I am making it a point to show up on Fridays after work (with my wifey’s permision) at my buddys workshop (I live in an apartment and had to move my lights and stands from my old folks house as I didn’t like the mess I had in their back yard jejeje). My friend Jorge is also a recreational board builder (has built 12 in 2 years and his skills are getting good) and I am there working on some ding repair, talking design or helping out.
The thing is that I need a good longboard now. There are glassy waist high Saturday and Sunday mornings when I am off work that I don’t want to waste not having a glide machine (currently I have a lot of fun with my mat and my fish but I miss the longboard feeling). I am sure that in the future I will attempt longboards and hey, maybe someday I will be one of the great ones who knows, but for know I will stick to flat to V short single fins until I feel confident with that. I am sure that with what I learned from #1 and with a close tolerance blank, suncure resin and a fin box, #2 wont smell so much like, well #2…
As for my present longboard need, I have given it some thought and life is to short not to ride one of those beautiful, bitchin Jim Phillip’s pigs… I am going to contact him right away. Thanks for all the help guys, over and out…
Oh and no leash…
George Miller
I have a few favorites in the quiver:
10’ Dewey Weber - Performer shaped by Jerry O’Keefe put the fun back into longboarding for me. Great all arounder!

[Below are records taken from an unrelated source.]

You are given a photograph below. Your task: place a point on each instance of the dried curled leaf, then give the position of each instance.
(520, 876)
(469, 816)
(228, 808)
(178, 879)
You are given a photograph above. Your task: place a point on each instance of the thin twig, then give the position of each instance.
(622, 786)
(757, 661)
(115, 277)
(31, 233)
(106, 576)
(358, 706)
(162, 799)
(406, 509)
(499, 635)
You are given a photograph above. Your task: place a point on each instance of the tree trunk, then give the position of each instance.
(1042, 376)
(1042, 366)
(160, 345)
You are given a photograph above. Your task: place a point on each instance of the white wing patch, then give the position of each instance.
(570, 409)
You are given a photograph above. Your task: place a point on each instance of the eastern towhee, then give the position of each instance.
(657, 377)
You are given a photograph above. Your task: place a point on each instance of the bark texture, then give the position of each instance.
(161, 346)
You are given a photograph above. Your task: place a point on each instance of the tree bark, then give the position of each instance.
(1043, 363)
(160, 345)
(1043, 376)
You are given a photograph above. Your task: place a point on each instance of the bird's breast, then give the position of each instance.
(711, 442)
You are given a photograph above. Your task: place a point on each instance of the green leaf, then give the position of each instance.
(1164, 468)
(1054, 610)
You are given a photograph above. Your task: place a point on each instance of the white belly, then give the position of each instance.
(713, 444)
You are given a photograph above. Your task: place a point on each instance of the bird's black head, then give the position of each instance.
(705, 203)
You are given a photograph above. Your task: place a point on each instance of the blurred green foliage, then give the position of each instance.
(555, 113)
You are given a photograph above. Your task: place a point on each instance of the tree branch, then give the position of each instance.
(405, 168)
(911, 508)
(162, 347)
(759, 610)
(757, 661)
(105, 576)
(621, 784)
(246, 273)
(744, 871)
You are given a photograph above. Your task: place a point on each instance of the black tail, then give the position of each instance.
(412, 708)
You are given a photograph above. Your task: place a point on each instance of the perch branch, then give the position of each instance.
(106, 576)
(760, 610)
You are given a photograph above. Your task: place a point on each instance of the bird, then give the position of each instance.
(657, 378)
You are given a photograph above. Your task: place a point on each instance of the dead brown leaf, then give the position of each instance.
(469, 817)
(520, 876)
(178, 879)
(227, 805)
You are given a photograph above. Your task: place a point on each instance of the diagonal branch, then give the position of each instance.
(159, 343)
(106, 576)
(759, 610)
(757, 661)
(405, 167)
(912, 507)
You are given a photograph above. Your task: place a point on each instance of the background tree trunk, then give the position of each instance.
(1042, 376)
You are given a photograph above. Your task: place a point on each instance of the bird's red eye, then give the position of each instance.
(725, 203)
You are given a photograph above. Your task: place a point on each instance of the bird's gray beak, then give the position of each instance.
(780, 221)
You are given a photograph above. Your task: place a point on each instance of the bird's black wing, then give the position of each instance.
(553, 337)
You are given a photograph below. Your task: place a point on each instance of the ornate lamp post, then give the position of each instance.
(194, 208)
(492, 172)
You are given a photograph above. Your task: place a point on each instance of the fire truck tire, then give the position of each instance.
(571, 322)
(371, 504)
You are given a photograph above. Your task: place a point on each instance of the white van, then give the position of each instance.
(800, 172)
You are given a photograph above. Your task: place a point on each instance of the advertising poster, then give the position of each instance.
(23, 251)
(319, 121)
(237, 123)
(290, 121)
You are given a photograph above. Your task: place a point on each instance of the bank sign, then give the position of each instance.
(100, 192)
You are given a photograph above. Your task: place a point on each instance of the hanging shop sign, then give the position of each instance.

10’4" Velzy - Pig even on a small day I can ride ripples for days, and on medium days I can hang on the nose.
and of course,
10’ Tyler - Riddler this is for medium to big days and is just fabulous to surf. Amazing on the nose, and turns on a dime from the tail!
Rod Sorensen, Agua Surfboards in Leucadia, I’ve had a slew of longboards from Rod and always loved every one of them. There’s a couple I wish I had back, like the the 10’ noserider. Always a single fin, always a rounded pin, always happy.
I’m with you, though I still tend to gravitate towards those I am familiar with. Lance Carson made me a beautiful one back in the 70’s and it still rides great for that type of surfing. Had a nice 9’4’’ Herbie Fletcher that came out of the old Stewart factory that was unreal. I also like Matt Calvani or Tim Stamps of the younger guys. Heck…I see boards posted here and elsewhere I think look great.
Bob Sakoda in Oceanside-longtime production shaper for D Takayama and ‘ghost shaper’ for other up-market longboard labels. Affordable, conscientious and for a small fee will even turn your order into a shaping lesson.